Luiz Inácio Lula da Silva estará na China entre os dias 12 e 15 de abril, depois de uma primeira viagem ter sido anulada por motivos de doença. Lula da Silva parte acompanhado por uma delegação recorde de 240 homens de negócios, ministros e parlamentares.

"Não me lembro de uma comitiva oficial ter essa robustez, a gente vê empresários de todos segmentos", disse à Lusa o consultor de agronegócio Luciano Vacari, destacando ainda o facto de os empresários de proteína animal estarem em peso representados.

"O Brasil está buscando uma reaproximação", considerou Luciano Vacari, referindo-se às relações políticas conflituosas entre o ex-presidente brasileiro Jair Bolsonaro e o seu homólogo chinês, Xi Jinping. "Com um comprador deste tamanho temos de ter uma relação mais saudável possível", frisou.

Logo na segunda-feira, com uma agenda intensa, o ministro da Agricultura do Brasil embarcou para Pequim para iniciar uma série de conversações com o seu principal importador de produtos agropecuários. Na comitiva foram ainda mais de 100 pequenos, médios e grandes empresários, produtores, representantes de associações e cooperativas do agronegócio brasileiro.

Para já, a ida antecipada do ministro da Agricultura do Brasil já deu frutos: as autoridades da China confirmaram o levantamento do embargo à carne bovina vinda do Brasil, imposto desde fevereiro após a confirmação de um caso isolado e atípico da doença das "vacas loucas".

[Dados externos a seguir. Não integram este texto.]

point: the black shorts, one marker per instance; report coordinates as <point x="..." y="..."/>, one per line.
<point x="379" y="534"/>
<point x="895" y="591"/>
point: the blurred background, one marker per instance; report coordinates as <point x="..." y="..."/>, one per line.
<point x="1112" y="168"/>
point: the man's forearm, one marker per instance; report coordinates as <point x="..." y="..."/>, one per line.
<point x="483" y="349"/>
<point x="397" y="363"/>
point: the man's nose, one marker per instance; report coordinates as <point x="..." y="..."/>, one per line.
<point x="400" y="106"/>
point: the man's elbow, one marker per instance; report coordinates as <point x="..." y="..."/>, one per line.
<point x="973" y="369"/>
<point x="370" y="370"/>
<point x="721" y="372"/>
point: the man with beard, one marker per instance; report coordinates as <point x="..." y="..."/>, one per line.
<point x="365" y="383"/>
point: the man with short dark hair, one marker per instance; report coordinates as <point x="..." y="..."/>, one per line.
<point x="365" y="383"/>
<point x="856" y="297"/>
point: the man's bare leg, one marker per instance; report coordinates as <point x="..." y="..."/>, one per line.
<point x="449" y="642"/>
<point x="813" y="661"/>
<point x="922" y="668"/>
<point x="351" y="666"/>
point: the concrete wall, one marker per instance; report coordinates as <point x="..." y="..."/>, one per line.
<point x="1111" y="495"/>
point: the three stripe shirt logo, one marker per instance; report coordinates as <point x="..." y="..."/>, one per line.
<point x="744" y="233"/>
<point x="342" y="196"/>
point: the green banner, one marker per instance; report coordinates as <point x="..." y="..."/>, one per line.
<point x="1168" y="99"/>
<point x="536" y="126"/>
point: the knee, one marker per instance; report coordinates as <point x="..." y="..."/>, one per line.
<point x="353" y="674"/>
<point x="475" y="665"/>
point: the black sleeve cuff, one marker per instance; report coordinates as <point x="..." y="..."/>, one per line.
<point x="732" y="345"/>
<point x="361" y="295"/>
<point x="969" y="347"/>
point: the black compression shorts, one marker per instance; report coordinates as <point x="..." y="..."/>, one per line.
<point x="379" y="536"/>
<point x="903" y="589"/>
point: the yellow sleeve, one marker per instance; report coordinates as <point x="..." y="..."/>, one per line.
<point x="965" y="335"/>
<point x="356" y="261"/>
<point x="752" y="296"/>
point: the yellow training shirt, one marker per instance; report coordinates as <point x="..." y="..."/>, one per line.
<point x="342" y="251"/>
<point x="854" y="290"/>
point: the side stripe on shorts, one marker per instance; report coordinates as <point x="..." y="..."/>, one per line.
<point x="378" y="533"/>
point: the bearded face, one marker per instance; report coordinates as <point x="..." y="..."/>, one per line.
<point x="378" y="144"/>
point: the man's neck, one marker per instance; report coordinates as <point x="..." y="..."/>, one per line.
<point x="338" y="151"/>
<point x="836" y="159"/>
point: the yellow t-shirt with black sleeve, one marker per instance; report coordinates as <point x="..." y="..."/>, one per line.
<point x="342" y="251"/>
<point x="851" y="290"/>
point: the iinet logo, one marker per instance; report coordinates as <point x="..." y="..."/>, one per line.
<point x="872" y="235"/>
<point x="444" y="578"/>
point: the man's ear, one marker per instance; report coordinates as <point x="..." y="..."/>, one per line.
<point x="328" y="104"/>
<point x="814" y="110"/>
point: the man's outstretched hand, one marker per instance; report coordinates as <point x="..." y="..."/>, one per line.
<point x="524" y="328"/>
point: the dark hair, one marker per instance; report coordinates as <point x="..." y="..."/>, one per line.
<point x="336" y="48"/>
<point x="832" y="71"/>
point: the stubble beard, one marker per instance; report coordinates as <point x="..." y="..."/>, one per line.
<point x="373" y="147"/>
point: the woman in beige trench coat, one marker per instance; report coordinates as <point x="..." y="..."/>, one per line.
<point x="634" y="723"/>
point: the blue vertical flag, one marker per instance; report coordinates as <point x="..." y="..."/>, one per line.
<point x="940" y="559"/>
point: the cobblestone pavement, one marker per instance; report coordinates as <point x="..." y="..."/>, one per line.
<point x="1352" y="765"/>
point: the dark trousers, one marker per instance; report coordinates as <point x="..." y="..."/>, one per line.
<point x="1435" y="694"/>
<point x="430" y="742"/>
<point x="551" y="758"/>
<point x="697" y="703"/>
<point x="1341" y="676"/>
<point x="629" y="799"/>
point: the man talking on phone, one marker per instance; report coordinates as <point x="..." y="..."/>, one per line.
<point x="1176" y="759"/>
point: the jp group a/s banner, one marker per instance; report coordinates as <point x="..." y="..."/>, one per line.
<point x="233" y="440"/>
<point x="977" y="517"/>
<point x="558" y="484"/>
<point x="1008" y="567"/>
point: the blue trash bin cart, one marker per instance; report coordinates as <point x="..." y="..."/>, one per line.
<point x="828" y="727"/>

As exportações de produtos brasileiros para a China mais do que duplicaram nos últimos dez anos, tendo chegado quase a 90 mil milhões de dólares em 2022, com minério de ferro, soja e petróleo a ocuparem o pódio.

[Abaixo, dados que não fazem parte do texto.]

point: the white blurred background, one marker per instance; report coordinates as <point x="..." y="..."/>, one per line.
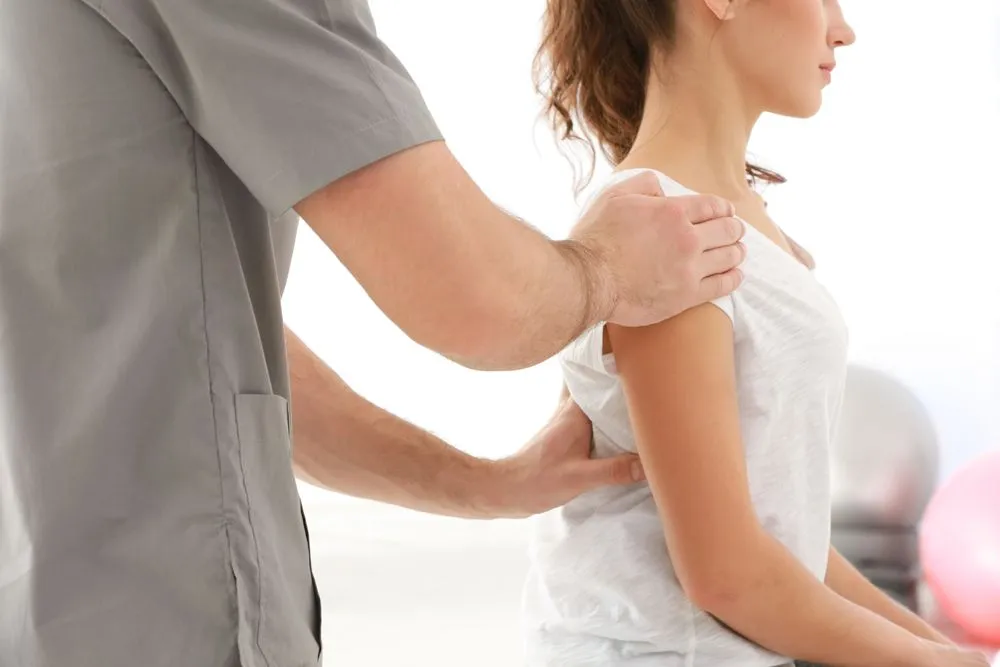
<point x="894" y="187"/>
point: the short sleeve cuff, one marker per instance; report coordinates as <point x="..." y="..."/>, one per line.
<point x="332" y="161"/>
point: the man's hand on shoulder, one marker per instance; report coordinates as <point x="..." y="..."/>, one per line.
<point x="653" y="257"/>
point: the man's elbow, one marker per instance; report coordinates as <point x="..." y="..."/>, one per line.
<point x="484" y="336"/>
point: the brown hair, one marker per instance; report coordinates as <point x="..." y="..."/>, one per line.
<point x="592" y="68"/>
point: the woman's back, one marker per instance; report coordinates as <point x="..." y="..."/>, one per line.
<point x="602" y="589"/>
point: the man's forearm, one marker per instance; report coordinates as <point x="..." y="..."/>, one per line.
<point x="346" y="444"/>
<point x="845" y="580"/>
<point x="456" y="273"/>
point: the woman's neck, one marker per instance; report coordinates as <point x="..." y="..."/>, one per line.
<point x="695" y="128"/>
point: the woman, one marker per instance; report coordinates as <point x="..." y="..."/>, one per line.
<point x="723" y="559"/>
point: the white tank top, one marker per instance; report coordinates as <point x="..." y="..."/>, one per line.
<point x="602" y="591"/>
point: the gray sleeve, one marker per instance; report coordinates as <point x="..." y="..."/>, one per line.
<point x="292" y="94"/>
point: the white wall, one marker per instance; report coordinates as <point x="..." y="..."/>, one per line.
<point x="894" y="187"/>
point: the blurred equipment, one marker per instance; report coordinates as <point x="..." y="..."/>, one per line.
<point x="884" y="471"/>
<point x="960" y="548"/>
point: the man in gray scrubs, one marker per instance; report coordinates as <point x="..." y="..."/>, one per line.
<point x="153" y="156"/>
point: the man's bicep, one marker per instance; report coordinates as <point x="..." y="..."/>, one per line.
<point x="679" y="380"/>
<point x="291" y="94"/>
<point x="424" y="242"/>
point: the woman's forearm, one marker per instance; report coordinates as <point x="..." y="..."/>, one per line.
<point x="773" y="600"/>
<point x="845" y="580"/>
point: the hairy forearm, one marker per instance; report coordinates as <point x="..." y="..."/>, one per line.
<point x="773" y="600"/>
<point x="455" y="272"/>
<point x="345" y="444"/>
<point x="844" y="579"/>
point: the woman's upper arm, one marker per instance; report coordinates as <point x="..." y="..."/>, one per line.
<point x="679" y="381"/>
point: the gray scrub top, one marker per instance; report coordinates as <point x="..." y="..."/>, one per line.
<point x="150" y="152"/>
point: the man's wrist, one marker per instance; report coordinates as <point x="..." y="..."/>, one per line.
<point x="596" y="283"/>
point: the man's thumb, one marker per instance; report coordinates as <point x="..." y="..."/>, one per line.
<point x="624" y="469"/>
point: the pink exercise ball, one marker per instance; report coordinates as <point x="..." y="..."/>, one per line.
<point x="960" y="548"/>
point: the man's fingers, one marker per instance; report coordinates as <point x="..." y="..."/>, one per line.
<point x="702" y="208"/>
<point x="720" y="285"/>
<point x="719" y="233"/>
<point x="596" y="473"/>
<point x="721" y="260"/>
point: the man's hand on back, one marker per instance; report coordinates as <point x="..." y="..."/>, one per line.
<point x="652" y="257"/>
<point x="555" y="467"/>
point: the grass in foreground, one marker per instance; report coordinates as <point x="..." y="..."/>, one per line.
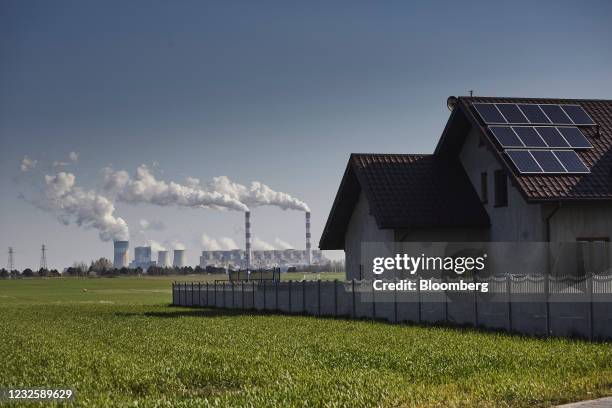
<point x="137" y="350"/>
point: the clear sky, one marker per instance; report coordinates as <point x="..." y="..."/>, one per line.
<point x="275" y="91"/>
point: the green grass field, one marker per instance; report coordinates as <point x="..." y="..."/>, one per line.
<point x="117" y="342"/>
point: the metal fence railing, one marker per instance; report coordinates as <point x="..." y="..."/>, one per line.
<point x="533" y="305"/>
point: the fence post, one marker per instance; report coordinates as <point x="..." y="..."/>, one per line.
<point x="444" y="279"/>
<point x="475" y="301"/>
<point x="546" y="305"/>
<point x="509" y="290"/>
<point x="590" y="294"/>
<point x="373" y="304"/>
<point x="354" y="311"/>
<point x="319" y="297"/>
<point x="419" y="301"/>
<point x="335" y="297"/>
<point x="395" y="302"/>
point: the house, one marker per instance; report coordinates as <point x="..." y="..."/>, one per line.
<point x="504" y="169"/>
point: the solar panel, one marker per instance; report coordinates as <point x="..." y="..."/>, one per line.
<point x="552" y="137"/>
<point x="505" y="136"/>
<point x="489" y="113"/>
<point x="534" y="114"/>
<point x="556" y="114"/>
<point x="571" y="161"/>
<point x="524" y="161"/>
<point x="512" y="113"/>
<point x="578" y="115"/>
<point x="574" y="137"/>
<point x="547" y="161"/>
<point x="529" y="136"/>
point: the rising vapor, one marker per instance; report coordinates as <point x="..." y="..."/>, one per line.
<point x="145" y="188"/>
<point x="256" y="195"/>
<point x="221" y="244"/>
<point x="85" y="208"/>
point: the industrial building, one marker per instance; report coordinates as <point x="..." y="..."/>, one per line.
<point x="162" y="259"/>
<point x="261" y="258"/>
<point x="121" y="257"/>
<point x="142" y="258"/>
<point x="504" y="170"/>
<point x="179" y="258"/>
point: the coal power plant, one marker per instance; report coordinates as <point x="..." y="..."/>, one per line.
<point x="246" y="258"/>
<point x="179" y="258"/>
<point x="162" y="259"/>
<point x="121" y="258"/>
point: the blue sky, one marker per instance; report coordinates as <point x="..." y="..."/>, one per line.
<point x="279" y="92"/>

Pequim é o principal destino das exportações do agronegócio brasileiro representando 31,9% das exportações do agronegócio brasileiro em 2022, num total de 47,20 mil milhões de euros. Entre os dez produtos mais exportados, a China foi o principal destino de seis: soja, carne bovina, carne de frango, celulose, açúcar de cana em bruto e algodão.

"Existe um anseio muito grande de ter a planta capacitada para vender na China", afirmou o especialista em agronegócio.

A viagem de Lula da Silva, contudo, extrapola a relação comercial e pretende restabelecer novas relações políticas e catapultar o Brasil para o panorama internacional, explicou à Lusa a professora do curso de Relações Internacionais e Integração na Universidade Federal da Integração Latino-Americana (UNILA) Karen dos Santos Honório.

Para além da relação pragmática, no campo da política externa brasileira o objetivo é que a relação Brasil-China seja consolidada "como uma relação central para se perceber como é que o Brasil se projeta na política internacional e principalmente num contexto de disputa entre Estados Unidos e China", disse.

"O Brasil está jogando o jogo da política internacional para ter ganhos políticos" e potencializar o Brasil como uma ator relevante, disse.

Nesta visita vislumbra-se um claro contraste com a ida de Lula da Silva aos Estados Unidos para se encontrar com o Presidente norte-americano, Joe Biden. Nos Estados Unidos, no mês passado, Lula da Silva esteve em Washington menos de 48 horas e não se encontrou com empresários.

"Os Estados Unidos estão preocupados com essa aproximação do Brasil com a China", afirmou a professora, lembrando a comissão de relações exteriores do Senado norte-americano convidou autoridades do governo Biden para uma discussão sobre o "futuro das relações entre Estados Unidos e Brasil".